Nova lei reforça controle de acesso e amplia responsabilidade de plataformas e famílias na proteção de menores online
Com a entrada em vigor do ECA Digital, a responsabilidade pela segurança de crianças e adolescentes na internet passa a ser compartilhada entre plataformas e famílias. A nova legislação estabelece, por exemplo, que menores de 16 anos só poderão utilizar redes sociais com contas vinculadas a um responsável legal, reforçando o acompanhamento do uso.

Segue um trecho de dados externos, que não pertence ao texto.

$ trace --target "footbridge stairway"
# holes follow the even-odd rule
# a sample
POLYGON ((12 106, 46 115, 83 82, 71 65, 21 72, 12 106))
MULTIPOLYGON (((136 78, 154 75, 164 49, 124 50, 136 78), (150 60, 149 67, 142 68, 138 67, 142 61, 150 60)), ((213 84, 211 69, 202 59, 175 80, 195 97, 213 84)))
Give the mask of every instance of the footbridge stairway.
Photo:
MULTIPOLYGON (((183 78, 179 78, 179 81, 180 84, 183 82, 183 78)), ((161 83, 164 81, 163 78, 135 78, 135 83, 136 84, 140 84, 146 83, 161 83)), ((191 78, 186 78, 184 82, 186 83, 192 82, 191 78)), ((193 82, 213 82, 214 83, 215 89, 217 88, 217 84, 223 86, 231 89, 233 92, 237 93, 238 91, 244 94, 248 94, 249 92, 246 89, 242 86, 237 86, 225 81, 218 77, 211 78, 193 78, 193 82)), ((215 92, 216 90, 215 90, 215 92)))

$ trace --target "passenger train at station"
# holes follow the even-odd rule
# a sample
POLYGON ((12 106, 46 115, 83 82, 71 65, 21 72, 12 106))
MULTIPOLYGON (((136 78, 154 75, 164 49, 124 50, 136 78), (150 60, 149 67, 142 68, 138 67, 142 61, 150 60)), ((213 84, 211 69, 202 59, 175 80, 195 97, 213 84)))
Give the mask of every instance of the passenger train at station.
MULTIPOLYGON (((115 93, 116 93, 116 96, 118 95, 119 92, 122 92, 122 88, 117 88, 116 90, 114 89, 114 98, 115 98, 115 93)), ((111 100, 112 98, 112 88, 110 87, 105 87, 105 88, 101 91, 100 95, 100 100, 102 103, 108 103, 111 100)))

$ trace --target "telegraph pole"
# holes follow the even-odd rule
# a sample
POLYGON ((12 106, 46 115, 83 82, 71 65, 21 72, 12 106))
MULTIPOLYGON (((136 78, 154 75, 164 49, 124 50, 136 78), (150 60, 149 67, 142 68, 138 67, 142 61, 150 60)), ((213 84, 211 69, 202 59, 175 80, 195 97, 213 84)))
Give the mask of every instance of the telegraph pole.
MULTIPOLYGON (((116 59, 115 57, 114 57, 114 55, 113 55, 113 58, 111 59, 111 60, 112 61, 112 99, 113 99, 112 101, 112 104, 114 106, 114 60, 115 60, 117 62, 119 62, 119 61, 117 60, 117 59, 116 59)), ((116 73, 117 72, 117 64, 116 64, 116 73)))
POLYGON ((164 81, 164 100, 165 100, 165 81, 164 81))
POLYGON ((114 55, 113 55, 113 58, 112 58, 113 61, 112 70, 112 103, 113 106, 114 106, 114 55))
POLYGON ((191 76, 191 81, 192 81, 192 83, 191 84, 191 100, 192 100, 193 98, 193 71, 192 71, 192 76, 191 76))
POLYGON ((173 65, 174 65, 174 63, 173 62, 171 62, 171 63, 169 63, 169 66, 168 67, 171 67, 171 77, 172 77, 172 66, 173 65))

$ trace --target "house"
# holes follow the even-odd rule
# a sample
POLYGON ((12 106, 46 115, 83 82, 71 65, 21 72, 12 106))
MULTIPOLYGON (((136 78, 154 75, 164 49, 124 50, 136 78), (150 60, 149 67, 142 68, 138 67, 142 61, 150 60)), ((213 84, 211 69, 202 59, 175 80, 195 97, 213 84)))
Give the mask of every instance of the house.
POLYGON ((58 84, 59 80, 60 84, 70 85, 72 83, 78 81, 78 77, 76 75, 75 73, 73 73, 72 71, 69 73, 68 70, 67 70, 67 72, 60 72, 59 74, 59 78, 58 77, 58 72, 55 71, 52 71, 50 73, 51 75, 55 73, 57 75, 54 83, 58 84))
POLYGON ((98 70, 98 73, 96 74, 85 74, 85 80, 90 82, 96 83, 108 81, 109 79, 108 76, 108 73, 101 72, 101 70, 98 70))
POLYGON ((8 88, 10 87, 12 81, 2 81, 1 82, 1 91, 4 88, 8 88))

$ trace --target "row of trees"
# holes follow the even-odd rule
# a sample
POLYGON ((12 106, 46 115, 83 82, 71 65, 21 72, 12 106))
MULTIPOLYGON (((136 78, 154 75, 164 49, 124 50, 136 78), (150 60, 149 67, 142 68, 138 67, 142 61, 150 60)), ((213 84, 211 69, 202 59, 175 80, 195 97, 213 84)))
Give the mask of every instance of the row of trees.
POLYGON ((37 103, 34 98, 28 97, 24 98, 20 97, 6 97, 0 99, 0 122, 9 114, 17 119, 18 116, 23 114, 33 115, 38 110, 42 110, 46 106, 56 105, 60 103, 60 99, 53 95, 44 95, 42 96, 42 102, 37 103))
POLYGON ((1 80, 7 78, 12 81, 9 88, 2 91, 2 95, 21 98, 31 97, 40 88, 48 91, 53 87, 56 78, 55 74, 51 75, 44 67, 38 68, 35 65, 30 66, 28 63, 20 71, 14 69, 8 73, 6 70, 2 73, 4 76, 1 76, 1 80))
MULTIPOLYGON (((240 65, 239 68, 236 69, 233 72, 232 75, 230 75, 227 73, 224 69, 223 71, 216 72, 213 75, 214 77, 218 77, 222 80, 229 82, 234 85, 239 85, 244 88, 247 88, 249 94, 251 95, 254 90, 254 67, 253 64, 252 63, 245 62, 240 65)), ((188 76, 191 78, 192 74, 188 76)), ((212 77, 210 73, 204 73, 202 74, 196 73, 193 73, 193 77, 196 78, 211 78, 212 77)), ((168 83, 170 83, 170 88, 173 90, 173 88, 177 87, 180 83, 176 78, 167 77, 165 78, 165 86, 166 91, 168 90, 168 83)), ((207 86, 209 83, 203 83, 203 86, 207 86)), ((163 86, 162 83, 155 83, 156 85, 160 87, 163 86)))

A medida busca ampliar o controle sobre tempo de tela, conversas e conteúdos acessados, além de evitar exposições indevidas. Especialistas apontam que a participação das famílias será fundamental para que a lei tenha efeito prático no dia a dia.
Na prática, o acompanhamento familiar já é realidade em muitas casas. A psiquiatra Julianna Passos, mãe de um menino de 10 anos, limita o uso do celular e aposta no diálogo. “Escolhi dar a ele informações para que pudesse compreender a necessidade da limitação. O diálogo proporcionou senso crítico”, explica.
Além disso, a nova lei proíbe mecanismos frágeis de verificação de idade, como a simples autodeclaração, e exige sistemas mais seguros para impedir o acesso de menores a conteúdos inadequados. Também determina a remoção rápida de conteúdos prejudiciais e cria regras contra práticas abusivas, como jogos com recompensas aleatórias que incentivam gastos.
Outro ponto importante é a responsabilização das empresas de tecnologia. Plataformas deverão oferecer ferramentas de controle parental, canais de apoio e relatórios periódicos sobre a proteção de dados de menores. Em caso de descumprimento, poderão sofrer desde multas até a suspensão das atividades no país.